# O Ozono e os Oceanos (descoberto fenómeno atmosférico)



## AnDré (27 Jun 2008 às 02:44)

Ao inicio da noite o *Gilmet*, deixou-me um link de um artigo que só agora o li na integra, e que achei muito interessante.
Por isso aqui vai ele



> *Fenómeno atmosférico descoberto ao largo de Cabo Verde vai ajudar previsões climáticas*​
> 
> Ao largo de Cabo Verde, no ar cálido que varre as águas tropicais do Atlântico e é salpicado pelas ondas, decorrem, todos os dias do ano, reacções químicas que destroem um gás que todos conhecemos: o ozono. O fenómeno foi agora descoberto por cientistas britânicos e cabo-verdianos e, a confirmar-se o seu carácter global (os oceanos cobrem 70 por cento da superfície do planeta), poderá obrigar os especialistas a reverem os modelos utilizados para prever a evolução do clima no nosso planeta.
> 
> ...


Fonte

A última frase dá que pensar!

PS: Gil, está na altura de deixares um pouco o seguimento e de postares estas noticias


----------



## José M. Sousa (27 Jun 2008 às 16:40)

*Re: Previsões Climáticas*

Interessante.

Nem de propósito, o RealClimate publicou um "post" sobre isso:

http://www.realclimate.org/index.php/archives/2008/06/more-pr-related-confusion/langswitch_lang/in


----------



## Thomar (28 Jun 2008 às 12:03)

Descobri esta notícia que me parece bastante interessante! 
*
Fenómeno atmosférico descoberto ao largo de Cabo Verde vai ajudar previsões climáticas*
_26.06.2008
Ana Gerschenfeld_

Ao largo de Cabo Verde, no ar cálido que varre as águas tropicais do Atlântico e é salpicado pelas ondas, decorrem, todos os dias do ano, reacções químicas que destroem um gás que todos conhecemos: o ozono. O fenómeno foi agora descoberto por cientistas britânicos e cabo-verdianos e, a confirmar-se o seu carácter global (os oceanos cobrem 70 por cento da superfície do planeta), poderá obrigar os especialistas a reverem os modelos utilizados para prever a evolução do clima no nosso planeta.

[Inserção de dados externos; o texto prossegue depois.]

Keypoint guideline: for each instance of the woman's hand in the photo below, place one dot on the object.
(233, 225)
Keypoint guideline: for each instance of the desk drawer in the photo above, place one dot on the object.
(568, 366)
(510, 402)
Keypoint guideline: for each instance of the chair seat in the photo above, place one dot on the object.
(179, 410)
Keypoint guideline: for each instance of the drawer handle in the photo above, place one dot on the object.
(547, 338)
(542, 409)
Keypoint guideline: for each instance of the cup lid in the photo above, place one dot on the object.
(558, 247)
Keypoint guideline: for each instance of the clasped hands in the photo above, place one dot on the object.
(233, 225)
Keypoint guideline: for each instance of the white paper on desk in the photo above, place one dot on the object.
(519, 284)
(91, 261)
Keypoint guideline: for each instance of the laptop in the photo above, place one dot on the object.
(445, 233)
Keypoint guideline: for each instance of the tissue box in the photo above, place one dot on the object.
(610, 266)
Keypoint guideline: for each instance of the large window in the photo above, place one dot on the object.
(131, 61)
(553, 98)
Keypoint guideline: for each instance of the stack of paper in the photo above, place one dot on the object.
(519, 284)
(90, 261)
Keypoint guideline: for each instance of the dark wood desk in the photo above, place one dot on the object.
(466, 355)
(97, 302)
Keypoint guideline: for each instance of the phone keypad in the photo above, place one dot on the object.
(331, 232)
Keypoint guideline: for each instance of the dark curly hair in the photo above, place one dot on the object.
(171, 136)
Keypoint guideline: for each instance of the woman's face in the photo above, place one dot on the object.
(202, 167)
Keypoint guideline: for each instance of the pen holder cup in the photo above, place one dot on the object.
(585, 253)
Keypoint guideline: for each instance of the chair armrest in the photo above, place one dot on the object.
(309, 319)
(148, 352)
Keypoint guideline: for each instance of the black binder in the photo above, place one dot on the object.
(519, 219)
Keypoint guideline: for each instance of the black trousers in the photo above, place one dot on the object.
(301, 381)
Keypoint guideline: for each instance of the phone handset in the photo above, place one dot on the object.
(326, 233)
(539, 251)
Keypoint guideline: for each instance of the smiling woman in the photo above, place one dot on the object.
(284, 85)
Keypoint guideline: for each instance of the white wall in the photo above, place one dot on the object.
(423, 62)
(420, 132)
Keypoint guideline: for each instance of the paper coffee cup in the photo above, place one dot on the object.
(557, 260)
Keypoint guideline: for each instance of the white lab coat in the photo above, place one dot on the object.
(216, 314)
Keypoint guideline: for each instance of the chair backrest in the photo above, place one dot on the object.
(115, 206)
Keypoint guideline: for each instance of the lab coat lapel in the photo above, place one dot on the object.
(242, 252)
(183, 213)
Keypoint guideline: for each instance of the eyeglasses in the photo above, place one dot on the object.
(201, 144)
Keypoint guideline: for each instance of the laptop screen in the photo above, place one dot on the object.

A equipa de Lucy Carpenter, da Universidade de York, Reino Unido, escreve hoje na revista Nature que, naquela região, nas camadas de ar mais baixas, é destruída uma quantidade de ozono perto de 50 por cento maior do que previsto pelos mais sofisticados modelos climáticos actuais. A partir de um observatório instalado na aldeia piscatória de Calhau, 15 quilómetros a leste do Mindelo, na ilha de São Vicente, e de observações feitas com uma avioneta, os cientistas conseguiram, pela primeira vez, medir o fenómeno, sem interrupção, ao longo de um ano, de Outubro de 2006 a Outubro de 2007.

A química da atmosfera em geral, e a do ozono em especial, são pratos de digestão difícil para leigos. Mas num comentário na mesma edição da revista, Roland von Glasow, da Universidade de East Anglia, resume bem a importância do ozono: "O ozono", escreve, "é um gás atmosférico fascinante, com papéis diferentes conforme a sua localização. Na troposfera [a camada inferior] é um gás de estufa e pode ser nocivo para os animais e as plantas. Mas o ozono da estratosfera (...) absorve os raios nocivos do Sol." O ozono também é importante, salienta, porque a sua destruição dá origem aos chamados radicais hidroxilos, moléculas altamente reactivas que "limpam" o ar, removendo um outro potentíssimo gás de estufa: o metano.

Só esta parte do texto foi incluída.